“枯山竟輸了。”

    “趙雲竟贏了。”

    夕陽西下,可忘古城的大街,依舊足夠熱鬧,話嘮嘛!到哪都有,總喜出沒在茶攤酒肆,擱那大噴特噴,那今日的煉器對決,有完完整整的拎了好幾遍。

    沒去看戲的者,大有人在。

    此刻,皆是一個個忠實的聽衆,心中那個遺憾哪!

    遺憾歸遺憾,心驚還是有的。

    他們的驚,自是對趙雲,不久前,還是一個斷脈廢體,這纔多久啊!不止修到了真靈境第四重,對煉器,也有頗高的造詣,論戰力,同階空戰他贏了嚴康,論煉器術,他贏了枯山大師,這兩戰足夠揚名。

    “可惜趙家封族了。”

    “若趙淵若知,不曉得該有多欣喜。”

    “曠世奇才又崛起了。”

    太多人唏噓,說曠世奇才,沒人反對,某種意義上說,趙雲如今的光環,更甚昔年,已能與柳如月比肩,縱天靈之體,也掩不住趙雲光輝,他太不凡了。

    “真能舊情復燃?”

    “別說,真有這可能,畢竟曾經是戀人。

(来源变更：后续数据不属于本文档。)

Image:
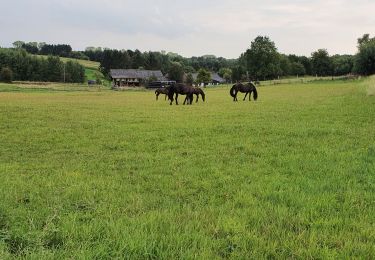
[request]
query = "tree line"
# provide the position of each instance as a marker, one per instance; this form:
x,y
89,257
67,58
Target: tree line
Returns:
x,y
17,64
260,61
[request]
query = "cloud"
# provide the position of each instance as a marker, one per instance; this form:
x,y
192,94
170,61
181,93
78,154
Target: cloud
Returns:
x,y
222,27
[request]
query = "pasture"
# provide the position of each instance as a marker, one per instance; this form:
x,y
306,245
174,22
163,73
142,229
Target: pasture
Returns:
x,y
104,174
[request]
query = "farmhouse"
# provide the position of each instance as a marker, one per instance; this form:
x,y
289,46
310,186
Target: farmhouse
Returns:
x,y
134,77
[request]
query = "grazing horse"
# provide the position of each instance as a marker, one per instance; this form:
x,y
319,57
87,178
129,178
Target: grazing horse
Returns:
x,y
179,88
248,88
197,91
159,91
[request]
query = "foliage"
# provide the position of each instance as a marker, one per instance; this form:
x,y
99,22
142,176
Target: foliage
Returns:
x,y
189,79
238,73
225,73
98,175
203,76
176,72
263,60
321,63
297,68
365,58
342,64
34,68
285,65
6,75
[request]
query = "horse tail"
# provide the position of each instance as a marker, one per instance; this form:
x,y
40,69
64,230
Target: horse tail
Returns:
x,y
232,91
202,94
255,94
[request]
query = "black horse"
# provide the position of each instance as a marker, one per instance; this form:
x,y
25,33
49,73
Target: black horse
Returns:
x,y
159,91
197,91
248,88
182,89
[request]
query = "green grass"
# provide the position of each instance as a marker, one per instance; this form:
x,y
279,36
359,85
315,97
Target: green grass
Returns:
x,y
90,67
88,174
85,63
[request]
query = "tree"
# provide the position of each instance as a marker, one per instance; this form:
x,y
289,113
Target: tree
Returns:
x,y
342,64
189,79
176,71
297,68
263,60
365,58
203,76
18,44
238,73
321,63
285,65
6,75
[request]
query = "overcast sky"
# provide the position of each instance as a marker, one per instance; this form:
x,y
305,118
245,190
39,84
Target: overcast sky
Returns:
x,y
190,28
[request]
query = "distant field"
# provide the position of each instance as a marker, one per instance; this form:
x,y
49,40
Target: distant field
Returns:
x,y
90,66
85,63
92,173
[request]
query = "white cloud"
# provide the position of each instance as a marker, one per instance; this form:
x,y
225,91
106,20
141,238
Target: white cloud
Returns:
x,y
223,27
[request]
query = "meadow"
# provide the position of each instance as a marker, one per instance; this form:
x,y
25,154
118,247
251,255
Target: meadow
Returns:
x,y
93,173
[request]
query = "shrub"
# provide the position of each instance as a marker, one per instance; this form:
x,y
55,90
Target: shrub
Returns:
x,y
6,75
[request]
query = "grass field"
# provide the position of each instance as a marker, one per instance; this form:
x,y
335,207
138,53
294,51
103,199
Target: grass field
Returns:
x,y
90,66
103,174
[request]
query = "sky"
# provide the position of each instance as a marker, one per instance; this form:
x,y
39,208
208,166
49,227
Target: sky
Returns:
x,y
224,28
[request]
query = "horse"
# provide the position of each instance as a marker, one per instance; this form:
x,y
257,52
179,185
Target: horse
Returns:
x,y
248,88
197,91
179,88
164,91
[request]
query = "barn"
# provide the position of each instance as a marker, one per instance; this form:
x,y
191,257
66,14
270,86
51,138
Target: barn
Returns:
x,y
134,77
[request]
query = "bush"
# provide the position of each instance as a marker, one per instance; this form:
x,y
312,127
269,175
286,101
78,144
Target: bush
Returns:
x,y
6,75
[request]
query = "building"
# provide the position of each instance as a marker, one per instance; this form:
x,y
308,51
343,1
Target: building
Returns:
x,y
134,77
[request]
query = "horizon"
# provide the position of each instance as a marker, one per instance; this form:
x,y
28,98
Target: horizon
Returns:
x,y
220,28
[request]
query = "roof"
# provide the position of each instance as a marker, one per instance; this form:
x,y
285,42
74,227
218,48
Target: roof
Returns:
x,y
214,77
136,74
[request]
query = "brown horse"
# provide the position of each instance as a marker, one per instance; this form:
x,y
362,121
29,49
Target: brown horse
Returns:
x,y
163,90
248,88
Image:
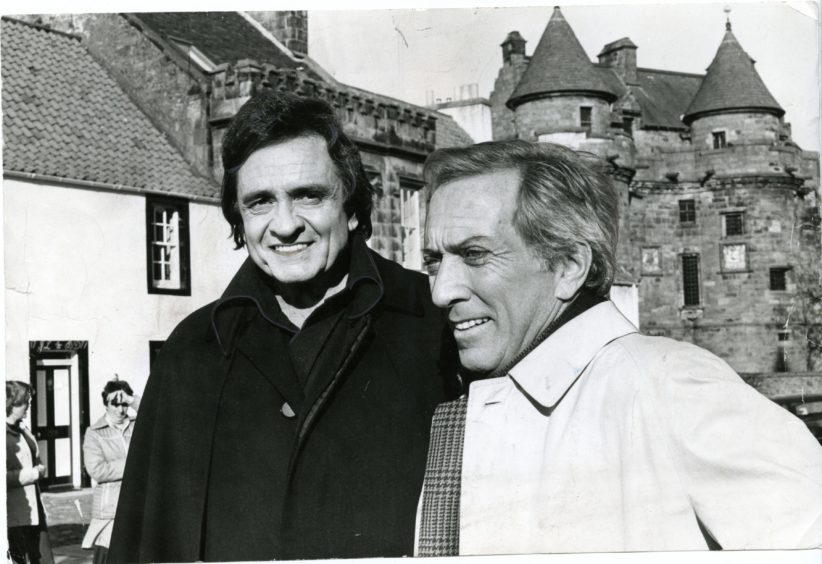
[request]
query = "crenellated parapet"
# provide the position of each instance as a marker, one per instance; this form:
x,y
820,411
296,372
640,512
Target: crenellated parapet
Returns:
x,y
370,119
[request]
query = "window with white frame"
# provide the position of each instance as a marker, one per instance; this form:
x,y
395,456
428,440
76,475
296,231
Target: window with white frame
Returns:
x,y
734,257
410,221
167,246
733,224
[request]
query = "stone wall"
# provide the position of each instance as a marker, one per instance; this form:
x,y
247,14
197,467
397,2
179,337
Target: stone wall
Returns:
x,y
741,128
776,385
560,113
156,82
502,119
739,317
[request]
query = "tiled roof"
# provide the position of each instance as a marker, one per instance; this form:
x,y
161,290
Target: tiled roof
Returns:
x,y
223,37
731,83
663,96
559,64
64,116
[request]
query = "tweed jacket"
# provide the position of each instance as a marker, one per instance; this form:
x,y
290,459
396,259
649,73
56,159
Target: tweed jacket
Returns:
x,y
603,439
104,455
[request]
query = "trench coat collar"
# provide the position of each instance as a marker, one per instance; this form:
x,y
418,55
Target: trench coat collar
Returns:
x,y
546,374
371,282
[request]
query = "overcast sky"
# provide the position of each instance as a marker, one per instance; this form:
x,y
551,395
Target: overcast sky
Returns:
x,y
405,53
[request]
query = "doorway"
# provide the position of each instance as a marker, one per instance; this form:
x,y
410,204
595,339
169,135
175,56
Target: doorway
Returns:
x,y
59,413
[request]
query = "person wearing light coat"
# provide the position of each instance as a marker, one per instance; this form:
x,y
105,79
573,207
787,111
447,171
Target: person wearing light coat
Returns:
x,y
578,433
104,452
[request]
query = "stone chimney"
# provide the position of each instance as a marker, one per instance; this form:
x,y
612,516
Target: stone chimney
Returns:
x,y
620,55
290,27
513,47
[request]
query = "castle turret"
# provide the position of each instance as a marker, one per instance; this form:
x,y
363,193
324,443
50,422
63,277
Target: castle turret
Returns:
x,y
561,90
620,55
733,106
514,63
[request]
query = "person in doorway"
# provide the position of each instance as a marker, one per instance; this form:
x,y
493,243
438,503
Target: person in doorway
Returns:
x,y
578,433
290,418
26,520
104,454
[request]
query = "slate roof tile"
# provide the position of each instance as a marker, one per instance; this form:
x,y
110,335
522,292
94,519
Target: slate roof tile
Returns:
x,y
65,116
731,83
223,37
663,96
559,64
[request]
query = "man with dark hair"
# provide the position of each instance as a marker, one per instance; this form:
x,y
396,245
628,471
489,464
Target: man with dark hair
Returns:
x,y
290,418
578,434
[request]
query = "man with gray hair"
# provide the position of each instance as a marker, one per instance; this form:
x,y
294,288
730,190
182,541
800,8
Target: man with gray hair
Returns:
x,y
578,433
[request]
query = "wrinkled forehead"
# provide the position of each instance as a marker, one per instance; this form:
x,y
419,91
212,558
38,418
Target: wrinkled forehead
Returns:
x,y
474,206
291,162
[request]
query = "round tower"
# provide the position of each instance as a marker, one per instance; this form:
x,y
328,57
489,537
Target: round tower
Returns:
x,y
733,107
561,96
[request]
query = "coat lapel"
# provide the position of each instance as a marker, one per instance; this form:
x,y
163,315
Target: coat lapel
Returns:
x,y
267,353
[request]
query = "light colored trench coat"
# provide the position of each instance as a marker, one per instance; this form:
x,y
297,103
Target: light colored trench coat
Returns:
x,y
603,439
104,453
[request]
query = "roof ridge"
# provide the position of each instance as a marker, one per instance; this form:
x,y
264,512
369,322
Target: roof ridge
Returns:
x,y
665,71
42,27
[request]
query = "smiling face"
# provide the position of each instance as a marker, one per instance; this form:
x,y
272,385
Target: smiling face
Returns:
x,y
499,295
18,412
116,411
291,204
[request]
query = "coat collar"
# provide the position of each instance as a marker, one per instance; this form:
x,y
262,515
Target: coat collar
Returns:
x,y
551,369
103,422
372,280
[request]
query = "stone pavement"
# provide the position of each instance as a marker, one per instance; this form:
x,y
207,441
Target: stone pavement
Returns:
x,y
67,514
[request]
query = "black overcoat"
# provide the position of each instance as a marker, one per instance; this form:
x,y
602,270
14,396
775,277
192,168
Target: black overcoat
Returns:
x,y
232,460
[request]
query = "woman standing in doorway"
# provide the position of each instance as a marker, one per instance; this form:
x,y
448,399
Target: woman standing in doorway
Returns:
x,y
27,531
104,450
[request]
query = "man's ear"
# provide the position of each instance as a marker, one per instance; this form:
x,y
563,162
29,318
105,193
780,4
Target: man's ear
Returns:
x,y
572,274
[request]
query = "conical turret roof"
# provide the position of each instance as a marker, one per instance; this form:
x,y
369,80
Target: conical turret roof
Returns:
x,y
559,64
731,83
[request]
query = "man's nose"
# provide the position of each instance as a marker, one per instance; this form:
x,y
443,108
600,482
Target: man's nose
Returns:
x,y
449,285
285,222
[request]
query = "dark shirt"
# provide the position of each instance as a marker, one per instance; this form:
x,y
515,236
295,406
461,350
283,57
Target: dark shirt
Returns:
x,y
322,328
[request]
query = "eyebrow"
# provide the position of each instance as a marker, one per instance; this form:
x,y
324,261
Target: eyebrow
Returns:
x,y
319,189
454,248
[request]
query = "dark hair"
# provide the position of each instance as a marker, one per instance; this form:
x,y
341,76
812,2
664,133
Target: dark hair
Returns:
x,y
116,386
17,394
272,117
565,199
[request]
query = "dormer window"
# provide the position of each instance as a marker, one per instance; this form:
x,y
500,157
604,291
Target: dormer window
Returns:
x,y
732,224
167,249
585,117
194,55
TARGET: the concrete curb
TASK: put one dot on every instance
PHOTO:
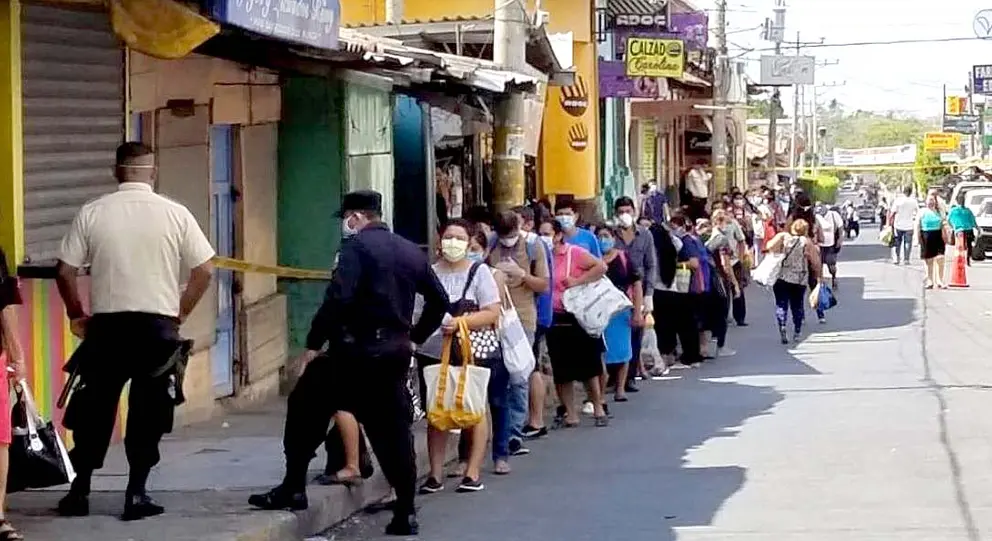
(329, 506)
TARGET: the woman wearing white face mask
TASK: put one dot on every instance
(475, 298)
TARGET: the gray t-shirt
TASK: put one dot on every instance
(483, 291)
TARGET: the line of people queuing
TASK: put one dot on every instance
(684, 273)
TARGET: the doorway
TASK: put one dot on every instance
(222, 195)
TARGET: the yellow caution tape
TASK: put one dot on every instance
(275, 270)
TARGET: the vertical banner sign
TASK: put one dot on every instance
(570, 140)
(956, 105)
(653, 57)
(981, 79)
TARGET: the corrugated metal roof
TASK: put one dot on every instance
(482, 74)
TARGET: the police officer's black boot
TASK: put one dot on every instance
(403, 524)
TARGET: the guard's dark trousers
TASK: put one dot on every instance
(373, 388)
(122, 347)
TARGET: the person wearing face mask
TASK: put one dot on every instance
(638, 245)
(567, 217)
(473, 295)
(524, 262)
(366, 319)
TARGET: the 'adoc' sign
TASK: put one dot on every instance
(654, 57)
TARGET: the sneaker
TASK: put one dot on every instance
(533, 433)
(431, 486)
(517, 448)
(470, 485)
(587, 408)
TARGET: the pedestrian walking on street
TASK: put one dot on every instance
(366, 320)
(934, 235)
(637, 242)
(902, 219)
(575, 356)
(800, 258)
(617, 335)
(12, 368)
(137, 244)
(473, 294)
(962, 220)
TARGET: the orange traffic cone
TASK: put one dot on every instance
(959, 277)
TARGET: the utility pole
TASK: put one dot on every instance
(720, 89)
(775, 31)
(510, 36)
(795, 114)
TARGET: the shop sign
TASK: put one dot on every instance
(698, 142)
(941, 142)
(310, 22)
(982, 79)
(966, 124)
(614, 83)
(652, 57)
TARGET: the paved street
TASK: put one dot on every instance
(873, 428)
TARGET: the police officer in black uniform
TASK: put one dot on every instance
(366, 319)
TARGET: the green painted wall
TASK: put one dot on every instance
(311, 173)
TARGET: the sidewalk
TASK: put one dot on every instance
(206, 475)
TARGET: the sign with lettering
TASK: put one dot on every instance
(652, 57)
(310, 22)
(981, 77)
(941, 142)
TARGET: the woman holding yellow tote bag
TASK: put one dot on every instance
(457, 370)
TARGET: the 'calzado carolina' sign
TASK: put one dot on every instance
(653, 57)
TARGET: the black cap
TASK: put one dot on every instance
(361, 200)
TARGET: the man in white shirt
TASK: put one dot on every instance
(832, 225)
(902, 219)
(137, 245)
(697, 184)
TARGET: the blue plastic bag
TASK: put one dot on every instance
(827, 299)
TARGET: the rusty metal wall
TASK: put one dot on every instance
(74, 118)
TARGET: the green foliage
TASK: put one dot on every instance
(927, 170)
(823, 187)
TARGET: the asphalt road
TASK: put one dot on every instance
(875, 427)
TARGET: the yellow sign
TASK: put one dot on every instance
(957, 105)
(941, 142)
(652, 57)
(570, 138)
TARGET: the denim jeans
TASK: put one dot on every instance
(902, 239)
(518, 406)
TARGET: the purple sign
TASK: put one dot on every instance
(614, 82)
(691, 27)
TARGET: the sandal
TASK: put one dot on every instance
(351, 481)
(8, 532)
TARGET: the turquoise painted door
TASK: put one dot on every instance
(222, 194)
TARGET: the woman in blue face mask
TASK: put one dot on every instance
(620, 270)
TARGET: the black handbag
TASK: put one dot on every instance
(38, 459)
(485, 343)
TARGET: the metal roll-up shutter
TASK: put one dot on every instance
(74, 103)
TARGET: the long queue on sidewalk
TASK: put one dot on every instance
(579, 301)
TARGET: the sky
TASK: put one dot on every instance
(903, 77)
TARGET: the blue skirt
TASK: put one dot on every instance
(617, 338)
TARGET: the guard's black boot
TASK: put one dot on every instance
(140, 506)
(403, 525)
(280, 499)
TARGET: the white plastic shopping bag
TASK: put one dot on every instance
(457, 396)
(518, 355)
(594, 304)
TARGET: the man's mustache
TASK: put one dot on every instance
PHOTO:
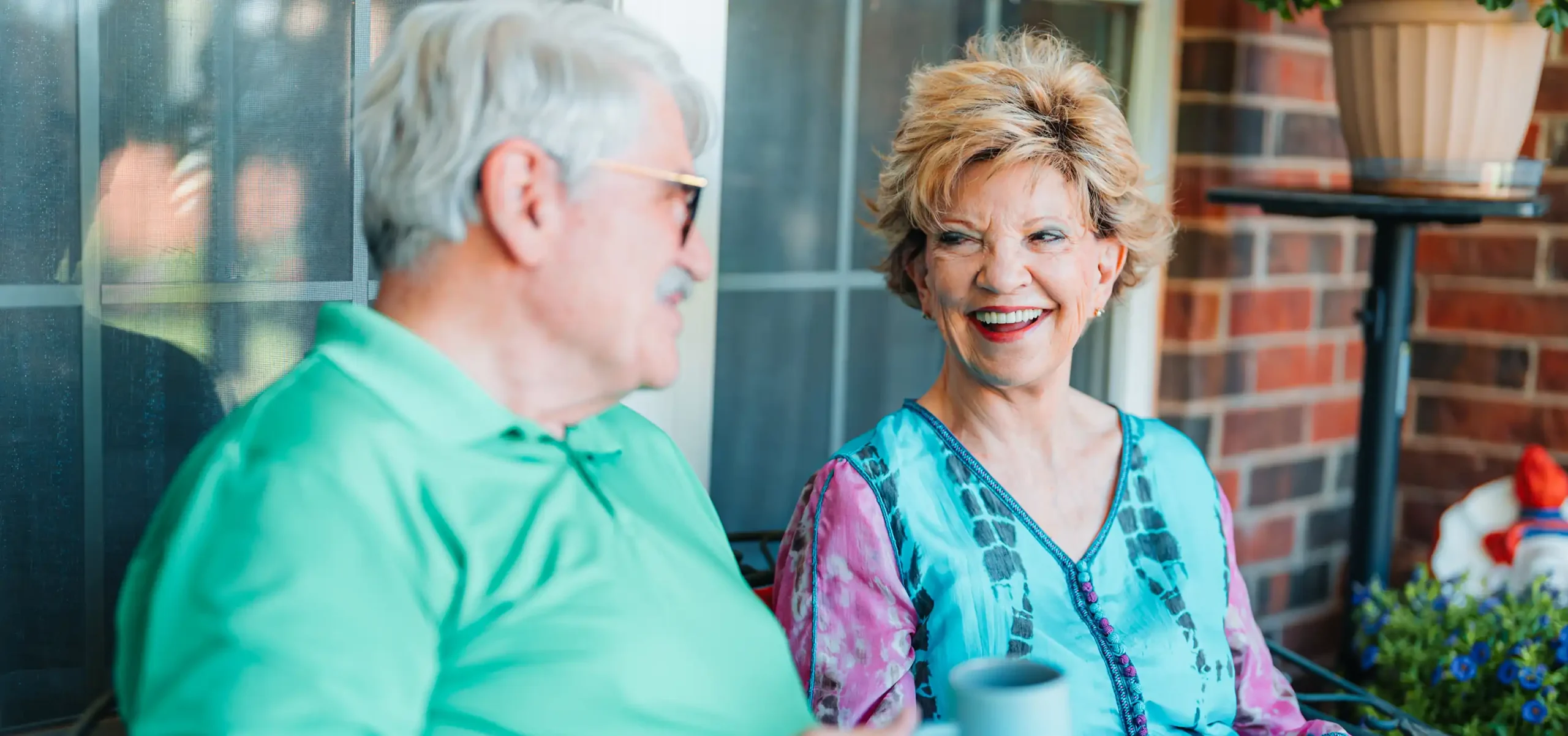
(675, 285)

”

    “姐妹花,嗯,不錯。”

    說過煉器比鬥,自是八卦,搞不好真有喜酒喝。

    趙家兵鋪的人,已去了柳家兵鋪。

    自今日起,柳家的兵鋪便不姓柳了,已經姓趙了,枯山真真大魄力,不是自家的兵鋪,也非自家的銀子,說話也不怕閃了舌頭,他輸了不要緊,柳家慘了。

    “真他孃的邪門兒了。”

    王德走出柳家兵鋪時,一路罵罵咧咧,柳滄海被鬥敗,但兵鋪還在,這回嘛!足夠徹底,兵鋪輸沒了。

    跟誰誰倒黴啊!

    街人見之,頗想說這句話,倆東家一個比一個慘。

    可能,都與王德八字不合。

    按諸葛玄道說,是柳家與趙雲八字不合,對上這麼個人才,輸一間兵鋪,輸三十萬兩銀子,這都是輕的,再敢不安分,再敢與之找刺激,柳家多半破產。

    吱呀!

    映着第一抹月光,趙雲伸着懶腰出房門。

    恰逢赤嫣路過。

    趙雲見之,第一個念頭,便是扭頭跑,不過想想算了,已把我打殘一回,也出過氣了,可不能見天揍我,俺好歹是鴻淵的徒兒,你總得給大夏鴻淵面子。

    “流.氓。”

    赤嫣瞥了一眼,送了這麼倆字兒。

    “真想去黃河洗洗澡,看能不能洗的清。”

    趙雲很是自覺,又拿了抹布,麻溜把嘴巴賭上了,別看月神睡着了,可那娘們兒,時刻都可能給他補一刀。

    “喲,情聖來了。”

    眼見趙雲下樓,小黑胖子咧嘴一笑。

    其他人也都喊了一嗓子。

    情聖。

    好名號。

    但趙雲知道,這是罵他呢?誰讓他耍流.氓嘞!

    “吾甚欣慰。”

    閉眸假寐的秀兒,露了愜意的笑,一系列的操作,終是給她家的徒兒,爭了個好名頭,僅聽着就高大上。

    “不是我說的。”

    趙雲一聲乾咳,坐在了柳如心身側,拿了一顆果子削皮,亦如先前那般,削成了一塊又一塊,喂妻子喫,典型的秀恩愛,但某些事兒,貌似解釋不清的。

    柳如心淺淺一笑。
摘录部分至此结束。